Stellen Sie sich vor, Sie befinden sich an einem belebten Flughafen, irgendwo in Europa oder den USA. Du triffst deine Frau (nennen wir sie Layla) nach der Arbeit und fliegst für eine kleine Pause. Sie ist spät dran, also setzen Sie sich in einen Coffeeshop, um zu warten. Bald bist du in Gedanken versunken, so dass du deine Geliebte nicht von der anderen Seite des Terminals winken siehst. Wie kann sie Ihre Aufmerksamkeit bekommen? Deinen Namen zu rufen würde funktionieren. Aber wenn sie das tut, werden die Zuschauer in Panik geraten. Sicherheit wird kreisen.

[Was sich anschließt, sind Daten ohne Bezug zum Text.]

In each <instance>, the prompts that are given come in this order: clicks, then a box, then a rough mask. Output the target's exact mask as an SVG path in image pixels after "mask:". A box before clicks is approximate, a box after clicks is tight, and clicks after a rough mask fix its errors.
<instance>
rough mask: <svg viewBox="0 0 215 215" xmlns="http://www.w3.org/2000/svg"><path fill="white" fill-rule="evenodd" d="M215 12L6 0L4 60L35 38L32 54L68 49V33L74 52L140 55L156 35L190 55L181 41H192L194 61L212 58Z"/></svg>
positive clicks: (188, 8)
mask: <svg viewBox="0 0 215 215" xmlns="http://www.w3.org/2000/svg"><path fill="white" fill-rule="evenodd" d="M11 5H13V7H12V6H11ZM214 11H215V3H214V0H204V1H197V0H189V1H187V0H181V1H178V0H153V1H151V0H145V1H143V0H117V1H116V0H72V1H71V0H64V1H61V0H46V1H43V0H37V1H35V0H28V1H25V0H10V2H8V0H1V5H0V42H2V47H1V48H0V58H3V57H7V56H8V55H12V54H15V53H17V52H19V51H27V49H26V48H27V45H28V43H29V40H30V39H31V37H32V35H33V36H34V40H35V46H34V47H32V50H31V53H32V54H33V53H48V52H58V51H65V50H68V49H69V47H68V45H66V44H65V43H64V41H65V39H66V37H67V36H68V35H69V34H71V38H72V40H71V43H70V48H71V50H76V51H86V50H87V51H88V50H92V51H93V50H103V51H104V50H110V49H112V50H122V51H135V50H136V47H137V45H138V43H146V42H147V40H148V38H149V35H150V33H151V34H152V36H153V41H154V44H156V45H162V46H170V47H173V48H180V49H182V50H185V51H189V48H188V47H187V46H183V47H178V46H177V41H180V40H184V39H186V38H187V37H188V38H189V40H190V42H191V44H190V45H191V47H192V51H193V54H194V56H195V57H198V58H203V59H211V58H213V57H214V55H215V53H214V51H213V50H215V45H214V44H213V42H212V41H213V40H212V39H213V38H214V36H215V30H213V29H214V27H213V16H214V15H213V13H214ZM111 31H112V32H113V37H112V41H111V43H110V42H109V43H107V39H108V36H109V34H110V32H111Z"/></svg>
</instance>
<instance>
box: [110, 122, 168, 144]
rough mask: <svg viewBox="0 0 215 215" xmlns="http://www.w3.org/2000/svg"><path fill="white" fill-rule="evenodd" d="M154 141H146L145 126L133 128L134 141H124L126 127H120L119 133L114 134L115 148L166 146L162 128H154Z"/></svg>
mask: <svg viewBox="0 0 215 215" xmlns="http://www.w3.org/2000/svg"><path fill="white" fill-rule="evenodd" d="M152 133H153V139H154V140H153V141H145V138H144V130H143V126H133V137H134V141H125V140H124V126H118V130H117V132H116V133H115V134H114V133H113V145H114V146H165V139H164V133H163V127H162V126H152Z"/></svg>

Ihre gesetzestreue Frau könnte in einen Nebenraum gebracht und stundenlang verhört werden.
Was ist das Problem?
Deine Frau ist praktizierende Muslimin, und dein Name ist Jihad.

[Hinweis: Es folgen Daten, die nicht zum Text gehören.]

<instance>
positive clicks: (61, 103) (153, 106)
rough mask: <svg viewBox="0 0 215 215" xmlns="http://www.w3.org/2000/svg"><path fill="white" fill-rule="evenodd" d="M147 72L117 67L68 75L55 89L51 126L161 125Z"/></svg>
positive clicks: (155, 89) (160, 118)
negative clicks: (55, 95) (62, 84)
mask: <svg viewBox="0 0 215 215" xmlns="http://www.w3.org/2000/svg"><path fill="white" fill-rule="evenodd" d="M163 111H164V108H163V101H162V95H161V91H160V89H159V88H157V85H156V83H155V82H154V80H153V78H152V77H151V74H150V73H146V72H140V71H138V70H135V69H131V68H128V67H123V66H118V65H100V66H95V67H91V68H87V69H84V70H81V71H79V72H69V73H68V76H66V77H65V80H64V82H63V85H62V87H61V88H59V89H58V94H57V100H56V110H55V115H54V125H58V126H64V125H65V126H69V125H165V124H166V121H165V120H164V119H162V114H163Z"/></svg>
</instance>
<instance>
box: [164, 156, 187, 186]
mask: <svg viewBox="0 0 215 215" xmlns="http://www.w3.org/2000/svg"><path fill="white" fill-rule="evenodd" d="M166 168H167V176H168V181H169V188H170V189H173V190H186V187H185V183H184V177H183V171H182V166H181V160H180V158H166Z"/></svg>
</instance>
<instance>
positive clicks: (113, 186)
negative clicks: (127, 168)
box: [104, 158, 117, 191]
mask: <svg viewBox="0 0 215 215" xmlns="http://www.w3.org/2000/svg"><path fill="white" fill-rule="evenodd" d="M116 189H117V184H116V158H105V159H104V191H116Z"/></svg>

Wie ist das Leben, wenn deine liebevollen Eltern dich mit einem Namen satteln, der in weiten Teilen der westlichen Welt Schock, Unhöflichkeit oder unangenehme Witze hervorruft?
Die BBC fragte drei Männer namens Jihad – einen Arzt aus Chicago, einen berühmten syrischen Schauspieler und einen jungen Ingenieur aus den palästinensischen Gebieten, der sich ein Leben in London aufbaute.

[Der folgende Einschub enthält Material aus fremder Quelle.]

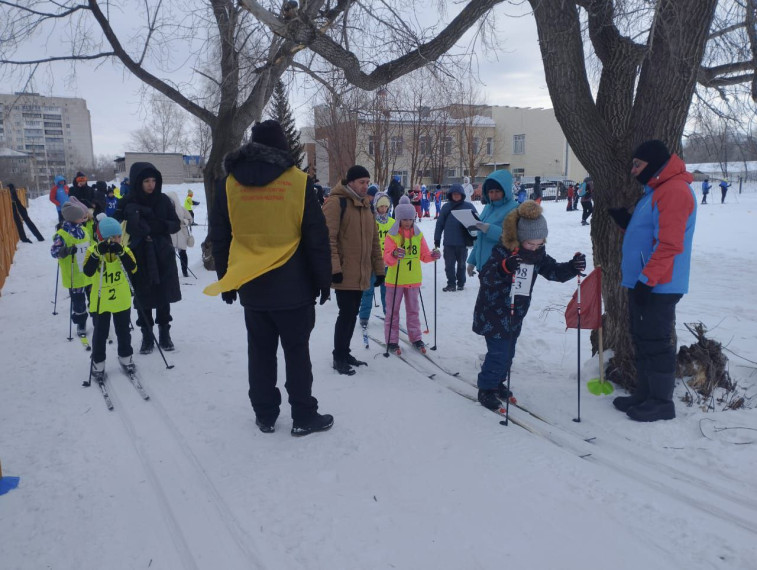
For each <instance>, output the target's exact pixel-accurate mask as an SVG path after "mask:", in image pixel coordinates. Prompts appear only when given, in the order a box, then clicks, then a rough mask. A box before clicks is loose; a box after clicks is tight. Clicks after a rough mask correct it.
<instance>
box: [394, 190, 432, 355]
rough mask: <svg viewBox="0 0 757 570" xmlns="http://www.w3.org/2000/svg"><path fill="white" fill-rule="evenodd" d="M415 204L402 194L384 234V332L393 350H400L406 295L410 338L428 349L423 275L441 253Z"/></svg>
mask: <svg viewBox="0 0 757 570" xmlns="http://www.w3.org/2000/svg"><path fill="white" fill-rule="evenodd" d="M415 216H416V212H415V208H413V206H412V204H411V203H410V199H409V198H408V197H407V196H403V197H402V198H400V201H399V204H397V207H396V208H395V209H394V219H395V222H394V225H393V226H392V228H391V229H390V230H389V233H388V234H387V235H386V237H385V238H384V263H386V265H387V266H388V267H389V269H388V270H387V272H386V280H385V281H384V282H385V283H386V315H387V317H389V318H388V319H386V321H385V322H384V335H385V336H386V343H387V348H388V350H389V351H390V352H395V353H396V354H399V327H400V322H399V309H400V306H401V305H402V299H403V298H404V299H405V320H406V324H407V333H408V336H409V337H410V342H411V343H412V344H413V346H414V347H415V348H417V349H418V350H420V351H421V352H424V353H425V352H426V345H425V344H424V342H423V339H422V338H421V336H422V331H421V319H420V303H419V298H420V290H421V281H422V279H423V276H422V274H421V265H420V264H421V263H430V262H432V261H436V260H437V259H439V258H440V257H441V253H440V252H439V250H438V249H434V250H433V251H432V250H430V249H429V248H428V245H427V244H426V240H425V239H424V237H423V232H421V230H420V227H418V225H417V224H416V223H415Z"/></svg>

In arabischsprachigen Ländern ist Jihad – manchmal Jehad geschrieben – eine völlig normale Sache, um Ihr Baby zu nennen. Das Wort bedeutet „ein Kampf für eine edle Sache“. Und in den Tagen vor 9/11 und dem Krieg gegen den Terror, der es mit Massenmord in der öffentlichen Vorstellung verband, funktionierte es wie jeder andere Name.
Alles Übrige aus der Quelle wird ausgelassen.